For me, few sights are more depressing than rows and rows of blank-faced zombies eagerly losing money that usually took them a great many hours of labor to accumulate. Casinos dehumanize people, turning them into Poisson-distribution addicts desperately seeking a dopamine hit. Many step inside the neon-lit noisy rooms knowing they’ll lose and they derive some strange satisfaction from having fate (in reality, just statistical odds) punishing them for their imaginary quotidian transgressions.

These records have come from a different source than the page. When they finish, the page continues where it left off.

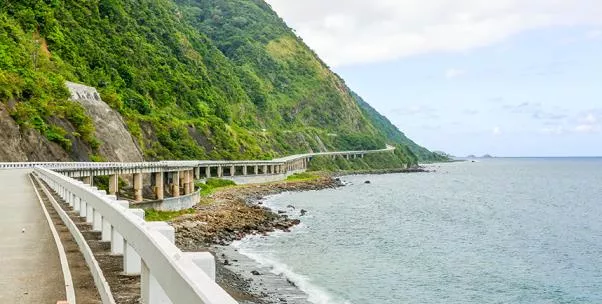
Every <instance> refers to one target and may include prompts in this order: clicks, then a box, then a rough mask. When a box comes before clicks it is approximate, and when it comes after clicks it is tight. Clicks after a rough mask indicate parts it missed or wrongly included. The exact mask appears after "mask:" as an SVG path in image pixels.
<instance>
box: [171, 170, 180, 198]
mask: <svg viewBox="0 0 602 304" xmlns="http://www.w3.org/2000/svg"><path fill="white" fill-rule="evenodd" d="M171 182H172V184H171V196H173V197H178V196H180V172H178V171H176V172H172V173H171Z"/></svg>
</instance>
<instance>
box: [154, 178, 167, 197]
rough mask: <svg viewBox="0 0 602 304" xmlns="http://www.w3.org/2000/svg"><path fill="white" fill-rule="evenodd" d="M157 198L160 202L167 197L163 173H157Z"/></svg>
mask: <svg viewBox="0 0 602 304" xmlns="http://www.w3.org/2000/svg"><path fill="white" fill-rule="evenodd" d="M153 174H154V175H155V186H154V190H155V198H156V199H158V200H162V199H163V198H164V196H165V194H164V189H163V187H164V183H163V172H155V173H153Z"/></svg>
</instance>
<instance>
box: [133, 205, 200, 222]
mask: <svg viewBox="0 0 602 304" xmlns="http://www.w3.org/2000/svg"><path fill="white" fill-rule="evenodd" d="M195 212H196V210H194V209H193V208H190V209H185V210H180V211H159V210H155V209H148V210H144V219H145V220H146V221H149V222H163V221H169V220H171V219H173V218H176V217H178V216H181V215H184V214H193V213H195Z"/></svg>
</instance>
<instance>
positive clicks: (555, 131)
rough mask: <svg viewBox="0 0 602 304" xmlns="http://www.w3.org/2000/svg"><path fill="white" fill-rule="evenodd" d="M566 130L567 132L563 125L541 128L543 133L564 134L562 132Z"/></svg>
mask: <svg viewBox="0 0 602 304" xmlns="http://www.w3.org/2000/svg"><path fill="white" fill-rule="evenodd" d="M564 132H565V129H564V127H563V126H553V127H546V128H542V129H541V133H543V134H548V135H562V134H564Z"/></svg>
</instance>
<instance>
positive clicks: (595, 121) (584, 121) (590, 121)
mask: <svg viewBox="0 0 602 304" xmlns="http://www.w3.org/2000/svg"><path fill="white" fill-rule="evenodd" d="M583 121H584V122H585V123H587V124H595V123H597V122H598V119H597V118H596V116H594V114H592V113H588V114H587V116H585V118H584V119H583Z"/></svg>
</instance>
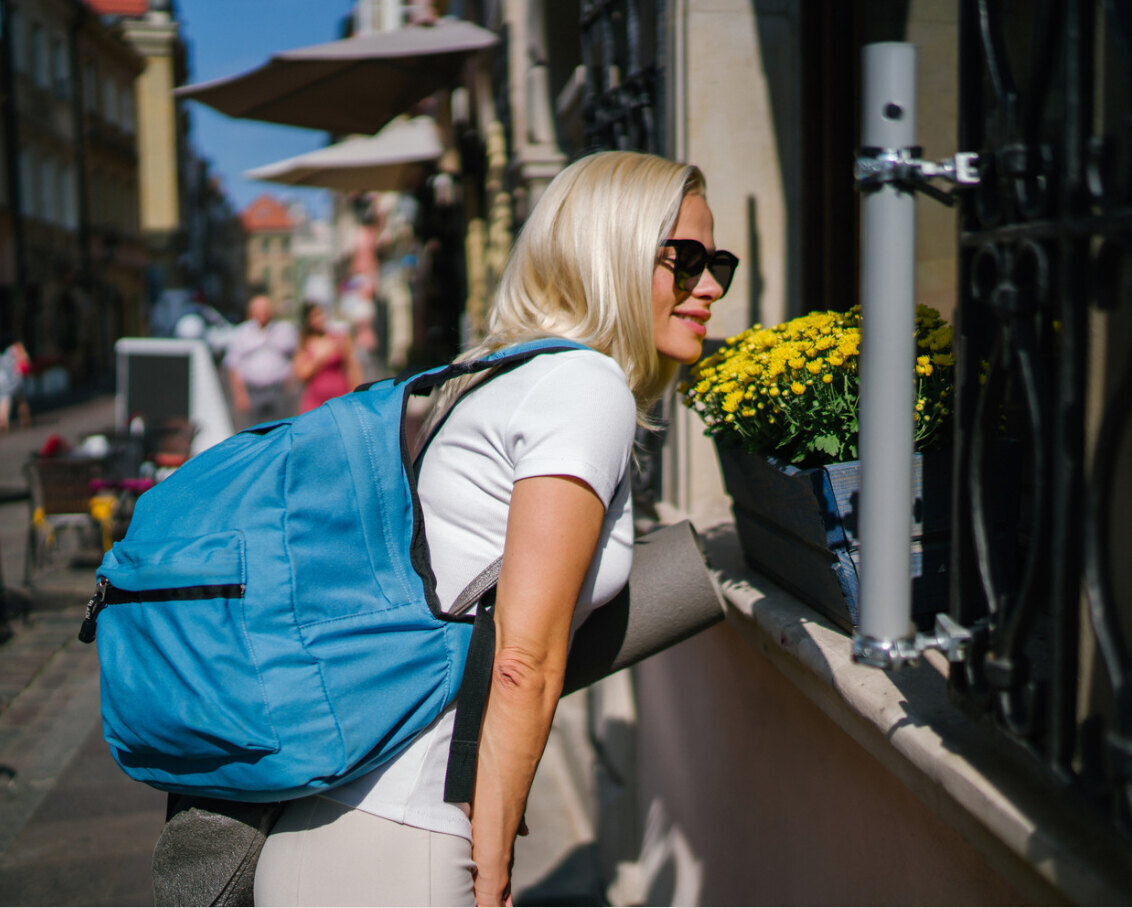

I’ve been to a small number of strip clubs and lap dancing establishments too, always because business clients insisted. These places are unbearably sad, filled with boys in men’s bodies who seem unable to distinguish between illusion and reality. Fat, sweaty, obtuse men who for an hour or two derive a sexual thrill from being close (but not too close) to women who appear so unlike their actual wives and girlfriends.
But it’s all fake. The women are just going through the motions, one cliché after another, thinking entirely about the money they need to make that evening and hoping not too many of the goggle-eyed men in the audience will try to cause problems.
I can’t feel aggrieved at the casino owners. After all, if they weren’t fleecing the clientele no doubt someone else would be doing so. And I don’t feel sorry for the women who work the clubs because apparently it’s reasonable money and if Security is awake then the men in the audience won’t get a chance to be too obnoxious.
It’s the punters I feel sorry for.
What sort of person has so little in their lives that feeding coins into a slot machine or sitting at a gambling table feels fulfilling?
What sort of person has so little ability to connect with other human beings that the glossy simulacrum of pseudo-intimacy provided at a lap dance club actually makes them feel good?
It seems to me to be desperately sad, poignant almost beyond bearing, that these casinos and clubs are filled with so many people seeking such unsatisfactory relief from their mundane existences. It’s a stronger version of the feeling I get when I watch people playing video games or shouting loudly for their team while watching sports on television.
Don’t you have lives? I want to ask.
Don’t they know about all the things they could be doing with these precious moments that would be additive, healthy, and enable them to connect more fully with other human beings?
I totally understand that some people will always prefer pop music to Prokofiev, cheeseburgers to Chateaubriand, and pot-ramen to reading. We all have our own different tastes.
But surely we all, deep down, want and need to connect with others on a deeper and more satisfying level than simply sharing a physical space or a temporary illusion?
And we just can’t get there when we’re sitting in front of a machine or a blackjack table, no matter how attentive that scantily-clad server pretends she’s being as we order another whisky-and-coke. We can’t really get there simply because the dancer is grinding her posterior a few inches above our groin in a tragic imitation of physical connection.
Whenever I see customers in casinos and strip clubs I can’t help but think of the monkeys I’ve seen in old-style zoos: trapped in cages and alienated and clearly stressed by the artificiality of the environment within which they are imprisoned.
The difference is, of course, that the monkeys don’t want to be there and would get the f*ck out if they could.
The people go in voluntarily.
And that, above all else, is what makes casinos and strip clubs the saddest places of all.